Harold Dodge, one of the founders of quality management, changed our view on quality with a vital statement: "You cannot inspect quality into the product." Dr. Deming helped make the quote famous. The only problem with this statement is that it is decades old yet not nearly fully adopted by manufacturing organizations or even their quality functions.

This starts with trying to understand what quality really means. Does it mean within specification? If you truly observe the behaviors and decisions of many companies, this would be their working definition. But this is useless if the specifications don't meet customer expectations, wants or needs. If you're in manufacturing, you might go back to your manufacturing team and say, "Not my problem, I can only build what I'm given." But that won't sell your product, or serve your organization.

1. The Customer. To start building your quality system, you must begin with the end in mind. Specifically, what does the customer truly value? It may not be exactly what they tell you they care about. You need to be able to take their feedback, your observation and good data on their behaviors to understand the customer's true values.

2. The Inputs. On the other end of the system, you must understand the key levers as inputs to a good quality output. Basically, if we do these things right, our results should be just fine. For example, how both materials or parts and information is presented to users is crucial. Is it hard to select the right component? Is it hard to read the build sheet and know what decision to make? Standard work has also been a key component of quality output but is often treated as primarily an efficiency tool. Does the individual follow a standard process (whether it's written or not)? How can you tell? How can they tell?

3. The Feedback. Since quality is dynamic, we cannot just design it out of the system; we have to effectively react to it.

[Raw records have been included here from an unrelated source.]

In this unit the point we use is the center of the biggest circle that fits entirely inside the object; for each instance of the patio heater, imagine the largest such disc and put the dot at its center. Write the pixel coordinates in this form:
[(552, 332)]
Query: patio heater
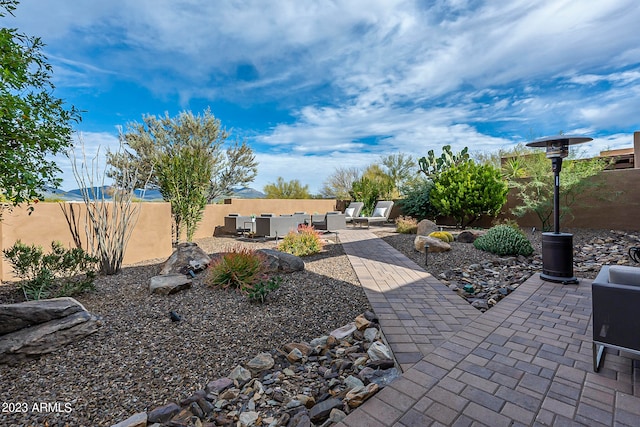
[(557, 247)]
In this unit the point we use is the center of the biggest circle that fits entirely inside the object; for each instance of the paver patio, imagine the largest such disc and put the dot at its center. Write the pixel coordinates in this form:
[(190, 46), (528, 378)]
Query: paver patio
[(527, 361)]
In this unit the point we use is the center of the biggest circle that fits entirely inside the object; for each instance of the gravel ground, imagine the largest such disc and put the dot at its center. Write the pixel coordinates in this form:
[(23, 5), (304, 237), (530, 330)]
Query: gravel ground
[(139, 359)]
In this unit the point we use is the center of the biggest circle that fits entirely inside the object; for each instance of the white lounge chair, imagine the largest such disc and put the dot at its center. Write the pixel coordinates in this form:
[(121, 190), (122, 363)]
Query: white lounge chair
[(380, 214)]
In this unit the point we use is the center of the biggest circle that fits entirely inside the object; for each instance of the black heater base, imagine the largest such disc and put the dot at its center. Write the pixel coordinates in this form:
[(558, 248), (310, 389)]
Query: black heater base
[(557, 258)]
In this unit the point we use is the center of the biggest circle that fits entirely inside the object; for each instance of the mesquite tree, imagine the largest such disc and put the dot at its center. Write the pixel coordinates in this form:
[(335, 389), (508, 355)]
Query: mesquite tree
[(34, 125)]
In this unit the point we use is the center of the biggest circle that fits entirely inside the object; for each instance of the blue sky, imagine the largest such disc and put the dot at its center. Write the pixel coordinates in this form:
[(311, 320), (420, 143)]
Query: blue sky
[(316, 85)]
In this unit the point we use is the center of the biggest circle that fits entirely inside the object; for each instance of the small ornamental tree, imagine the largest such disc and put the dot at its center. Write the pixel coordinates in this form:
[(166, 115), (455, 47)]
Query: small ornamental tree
[(34, 124), (467, 191)]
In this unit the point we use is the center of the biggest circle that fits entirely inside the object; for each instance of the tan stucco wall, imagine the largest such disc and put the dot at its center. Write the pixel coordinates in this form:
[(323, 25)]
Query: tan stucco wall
[(214, 214), (151, 237), (615, 204)]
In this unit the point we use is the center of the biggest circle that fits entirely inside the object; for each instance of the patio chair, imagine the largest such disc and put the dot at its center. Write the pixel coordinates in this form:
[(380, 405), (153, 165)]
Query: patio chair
[(380, 214), (237, 224), (353, 210), (615, 300), (275, 226), (331, 221)]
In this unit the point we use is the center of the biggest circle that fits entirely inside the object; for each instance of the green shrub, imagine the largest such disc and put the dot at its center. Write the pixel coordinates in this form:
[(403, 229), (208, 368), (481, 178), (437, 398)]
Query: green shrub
[(445, 236), (406, 225), (467, 191), (416, 202), (305, 242), (240, 269), (261, 289), (62, 272), (504, 240)]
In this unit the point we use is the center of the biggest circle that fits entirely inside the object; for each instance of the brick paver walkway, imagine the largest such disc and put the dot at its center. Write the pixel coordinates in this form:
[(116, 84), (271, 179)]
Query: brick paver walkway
[(527, 361)]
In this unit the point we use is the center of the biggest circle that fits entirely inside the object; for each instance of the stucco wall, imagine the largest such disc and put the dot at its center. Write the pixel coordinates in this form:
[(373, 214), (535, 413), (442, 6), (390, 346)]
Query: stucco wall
[(151, 237)]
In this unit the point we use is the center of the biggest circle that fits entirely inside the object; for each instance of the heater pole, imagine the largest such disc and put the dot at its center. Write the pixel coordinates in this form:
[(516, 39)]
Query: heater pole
[(556, 163)]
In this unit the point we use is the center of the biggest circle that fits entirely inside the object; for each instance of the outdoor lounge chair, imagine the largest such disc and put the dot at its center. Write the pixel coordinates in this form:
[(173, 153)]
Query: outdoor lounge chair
[(615, 300), (353, 210), (380, 214), (331, 221), (275, 226), (236, 224)]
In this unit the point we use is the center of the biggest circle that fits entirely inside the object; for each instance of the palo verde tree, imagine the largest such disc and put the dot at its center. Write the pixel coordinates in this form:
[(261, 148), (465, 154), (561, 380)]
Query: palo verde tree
[(530, 175), (466, 191), (34, 124), (185, 158), (286, 190), (234, 163)]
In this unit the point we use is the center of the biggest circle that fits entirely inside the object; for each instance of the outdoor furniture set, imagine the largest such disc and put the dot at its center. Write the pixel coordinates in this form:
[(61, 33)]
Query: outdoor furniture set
[(615, 300)]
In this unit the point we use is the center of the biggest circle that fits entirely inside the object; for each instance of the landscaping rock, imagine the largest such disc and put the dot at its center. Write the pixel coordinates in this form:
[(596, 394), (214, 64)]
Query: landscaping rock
[(314, 388), (435, 245), (169, 284), (14, 317), (282, 262), (186, 257), (469, 236), (425, 227), (162, 414), (137, 420), (34, 338)]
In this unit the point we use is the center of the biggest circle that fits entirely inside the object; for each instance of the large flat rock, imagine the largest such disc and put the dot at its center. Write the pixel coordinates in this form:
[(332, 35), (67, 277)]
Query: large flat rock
[(14, 317)]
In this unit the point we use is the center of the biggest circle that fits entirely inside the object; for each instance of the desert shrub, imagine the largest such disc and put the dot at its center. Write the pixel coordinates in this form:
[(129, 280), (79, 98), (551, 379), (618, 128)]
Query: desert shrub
[(305, 242), (504, 240), (261, 289), (416, 202), (62, 272), (406, 225), (445, 236), (240, 269), (467, 191)]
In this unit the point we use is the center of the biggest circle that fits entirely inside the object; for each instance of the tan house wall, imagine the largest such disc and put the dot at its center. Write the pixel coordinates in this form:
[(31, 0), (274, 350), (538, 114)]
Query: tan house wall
[(151, 237), (214, 214), (614, 204)]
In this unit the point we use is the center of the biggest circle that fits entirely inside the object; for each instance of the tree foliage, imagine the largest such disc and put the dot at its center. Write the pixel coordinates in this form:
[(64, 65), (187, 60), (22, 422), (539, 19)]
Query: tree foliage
[(338, 185), (151, 140), (374, 185), (34, 124), (286, 190), (183, 177), (531, 176), (400, 168), (466, 191), (417, 201)]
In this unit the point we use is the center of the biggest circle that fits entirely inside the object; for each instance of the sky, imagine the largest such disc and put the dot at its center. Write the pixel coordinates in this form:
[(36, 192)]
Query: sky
[(313, 86)]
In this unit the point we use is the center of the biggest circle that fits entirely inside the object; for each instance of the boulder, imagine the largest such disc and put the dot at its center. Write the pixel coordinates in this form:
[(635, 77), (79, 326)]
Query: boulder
[(40, 338), (469, 236), (425, 227), (282, 262), (14, 317), (186, 257), (435, 245), (169, 283)]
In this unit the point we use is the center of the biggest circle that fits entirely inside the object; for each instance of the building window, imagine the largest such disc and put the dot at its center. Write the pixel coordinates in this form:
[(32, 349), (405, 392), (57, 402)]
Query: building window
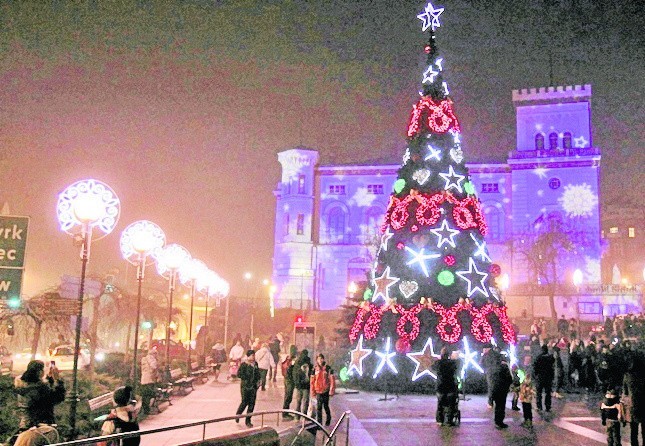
[(566, 140), (490, 188), (590, 308), (301, 184), (300, 224), (336, 224), (539, 141), (553, 141), (337, 189), (286, 224), (554, 183)]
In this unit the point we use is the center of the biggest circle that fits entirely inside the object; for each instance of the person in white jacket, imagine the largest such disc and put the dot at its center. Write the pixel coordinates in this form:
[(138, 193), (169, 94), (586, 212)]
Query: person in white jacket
[(265, 361)]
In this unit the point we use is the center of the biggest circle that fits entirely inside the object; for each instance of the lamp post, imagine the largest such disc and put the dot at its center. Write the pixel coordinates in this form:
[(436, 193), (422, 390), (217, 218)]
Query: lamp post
[(82, 207), (169, 260), (138, 241), (191, 273)]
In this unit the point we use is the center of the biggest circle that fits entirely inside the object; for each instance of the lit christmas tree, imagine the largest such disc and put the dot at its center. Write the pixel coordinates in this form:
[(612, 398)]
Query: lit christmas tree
[(433, 282)]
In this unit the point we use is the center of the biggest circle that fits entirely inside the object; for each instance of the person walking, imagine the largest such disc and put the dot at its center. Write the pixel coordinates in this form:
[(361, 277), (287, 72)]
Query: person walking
[(446, 388), (265, 363), (544, 371), (323, 386), (302, 370), (526, 395), (249, 374), (287, 373), (149, 378), (501, 382)]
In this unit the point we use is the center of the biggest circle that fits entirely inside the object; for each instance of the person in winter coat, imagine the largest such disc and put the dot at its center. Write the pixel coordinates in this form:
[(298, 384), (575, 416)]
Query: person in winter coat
[(302, 371), (446, 388), (501, 382), (123, 418), (322, 386), (37, 398), (634, 395), (544, 371), (265, 363), (526, 395), (250, 377)]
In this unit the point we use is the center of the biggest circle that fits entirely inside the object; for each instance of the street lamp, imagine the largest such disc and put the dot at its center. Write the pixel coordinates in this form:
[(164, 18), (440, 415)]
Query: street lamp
[(169, 259), (82, 207), (192, 272), (139, 240)]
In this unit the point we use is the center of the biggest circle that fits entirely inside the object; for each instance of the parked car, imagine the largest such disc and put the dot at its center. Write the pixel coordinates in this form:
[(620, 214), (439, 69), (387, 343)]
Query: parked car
[(63, 356), (6, 360)]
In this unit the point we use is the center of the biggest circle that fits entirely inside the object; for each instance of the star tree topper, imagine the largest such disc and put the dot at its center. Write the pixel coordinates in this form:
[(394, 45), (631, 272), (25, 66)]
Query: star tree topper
[(430, 17), (424, 360)]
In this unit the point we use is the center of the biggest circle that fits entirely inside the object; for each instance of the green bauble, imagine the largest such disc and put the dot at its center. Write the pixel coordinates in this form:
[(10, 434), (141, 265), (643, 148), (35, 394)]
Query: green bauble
[(446, 278)]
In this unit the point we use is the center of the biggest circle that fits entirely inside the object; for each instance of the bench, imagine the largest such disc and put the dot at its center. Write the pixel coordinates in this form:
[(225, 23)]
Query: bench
[(182, 383), (199, 373)]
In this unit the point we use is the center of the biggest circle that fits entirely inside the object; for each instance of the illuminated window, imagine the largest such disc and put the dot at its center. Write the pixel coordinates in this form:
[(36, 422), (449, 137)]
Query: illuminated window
[(539, 141), (301, 184), (300, 224), (553, 141), (490, 188), (566, 140)]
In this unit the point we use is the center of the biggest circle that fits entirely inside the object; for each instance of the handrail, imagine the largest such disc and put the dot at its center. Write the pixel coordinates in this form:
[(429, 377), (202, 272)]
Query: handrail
[(122, 436), (332, 434)]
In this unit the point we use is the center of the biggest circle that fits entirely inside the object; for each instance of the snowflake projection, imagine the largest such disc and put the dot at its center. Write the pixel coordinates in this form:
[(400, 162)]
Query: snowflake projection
[(578, 200)]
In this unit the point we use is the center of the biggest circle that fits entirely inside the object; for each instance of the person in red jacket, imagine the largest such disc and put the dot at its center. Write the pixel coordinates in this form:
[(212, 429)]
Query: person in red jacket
[(323, 385)]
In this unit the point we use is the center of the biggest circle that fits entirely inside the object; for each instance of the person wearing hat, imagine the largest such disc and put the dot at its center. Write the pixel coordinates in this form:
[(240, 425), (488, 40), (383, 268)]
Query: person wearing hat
[(123, 418), (250, 377)]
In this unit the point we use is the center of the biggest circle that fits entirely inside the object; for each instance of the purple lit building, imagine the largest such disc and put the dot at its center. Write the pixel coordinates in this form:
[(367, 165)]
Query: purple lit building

Your feedback, and feed-forward, loops must be designed to be visible, relevant and timely. Are you feeding back the right information? Is it getting to the right person or role? And how long does it take to detect the issue, communicate it and react to it? Too often, the feedback isn't getting either to the people inadvertently causing the problem, or to those who can do something to fix it. And if it is, we create multiple quality signals that tell us eight different things in eight different ways. Which one am I supposed to react to? You can't react to the top issue on eight different signal inputs. You must design your feedback systems so that people can see the entire problem landscape and then make good decisions about where to put their resources.

4. The Problem Solving. Perhaps most importantly, you must connect and engage effective problem solving for the issues found. Too many think this means the procedure of whether we do an 8D or an A3 or a Six Sigma project. But more important than the tool or template is the effort taking place. Is there a committed resource to solve quality problems, or is there a committed time allocation for another resource? Do we solve these problems to true resolution or just work it until the next problem surfaces? Are we just fixing the problem or are we fixing the system as we learn?

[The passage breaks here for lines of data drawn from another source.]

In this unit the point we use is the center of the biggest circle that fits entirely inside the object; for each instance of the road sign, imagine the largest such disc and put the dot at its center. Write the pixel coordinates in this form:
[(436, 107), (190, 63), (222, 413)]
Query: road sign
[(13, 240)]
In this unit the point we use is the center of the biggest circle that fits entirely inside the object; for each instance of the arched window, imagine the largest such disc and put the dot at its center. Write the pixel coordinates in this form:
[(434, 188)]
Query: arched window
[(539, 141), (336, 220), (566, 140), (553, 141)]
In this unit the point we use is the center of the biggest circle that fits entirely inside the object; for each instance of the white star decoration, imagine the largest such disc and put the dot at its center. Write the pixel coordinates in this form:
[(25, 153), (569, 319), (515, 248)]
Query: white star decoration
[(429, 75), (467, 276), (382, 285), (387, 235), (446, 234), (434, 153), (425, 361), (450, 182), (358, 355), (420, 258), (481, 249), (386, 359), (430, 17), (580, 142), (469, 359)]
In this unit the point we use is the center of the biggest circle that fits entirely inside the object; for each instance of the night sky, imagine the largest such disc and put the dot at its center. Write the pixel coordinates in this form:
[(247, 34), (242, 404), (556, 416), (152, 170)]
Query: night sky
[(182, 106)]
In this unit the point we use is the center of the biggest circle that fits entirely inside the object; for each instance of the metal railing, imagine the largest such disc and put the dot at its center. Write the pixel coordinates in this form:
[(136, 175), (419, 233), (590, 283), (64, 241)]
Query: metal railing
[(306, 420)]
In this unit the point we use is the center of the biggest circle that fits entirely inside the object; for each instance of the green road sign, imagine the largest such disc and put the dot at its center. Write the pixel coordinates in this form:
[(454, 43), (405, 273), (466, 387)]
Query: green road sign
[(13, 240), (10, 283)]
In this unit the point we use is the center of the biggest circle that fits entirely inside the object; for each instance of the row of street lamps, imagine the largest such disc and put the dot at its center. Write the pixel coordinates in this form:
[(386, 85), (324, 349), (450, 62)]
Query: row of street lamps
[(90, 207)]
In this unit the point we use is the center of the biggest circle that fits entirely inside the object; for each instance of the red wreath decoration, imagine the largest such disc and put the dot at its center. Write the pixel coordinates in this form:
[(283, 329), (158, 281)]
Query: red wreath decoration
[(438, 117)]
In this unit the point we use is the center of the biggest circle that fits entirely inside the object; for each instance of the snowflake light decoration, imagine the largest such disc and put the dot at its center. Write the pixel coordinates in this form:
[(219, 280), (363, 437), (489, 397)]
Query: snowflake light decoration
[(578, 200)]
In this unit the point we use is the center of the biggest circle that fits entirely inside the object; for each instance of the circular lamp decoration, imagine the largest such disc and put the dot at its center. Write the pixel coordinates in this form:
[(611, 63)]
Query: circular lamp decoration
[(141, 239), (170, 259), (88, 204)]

5. The Quality Department. I wrote many of the key items above as questions rather than just critical success factors, in part because I'm getting ready to assess an organization's quality system, but also because it is the role of the quality department. The role of the quality department shouldn't just be to fix the biggest problems on the list. They should be the chief architects of the quality design, designing and redesigning the feedback loops, understanding the customer's real needs, and being great coaches of problem-solving efforts.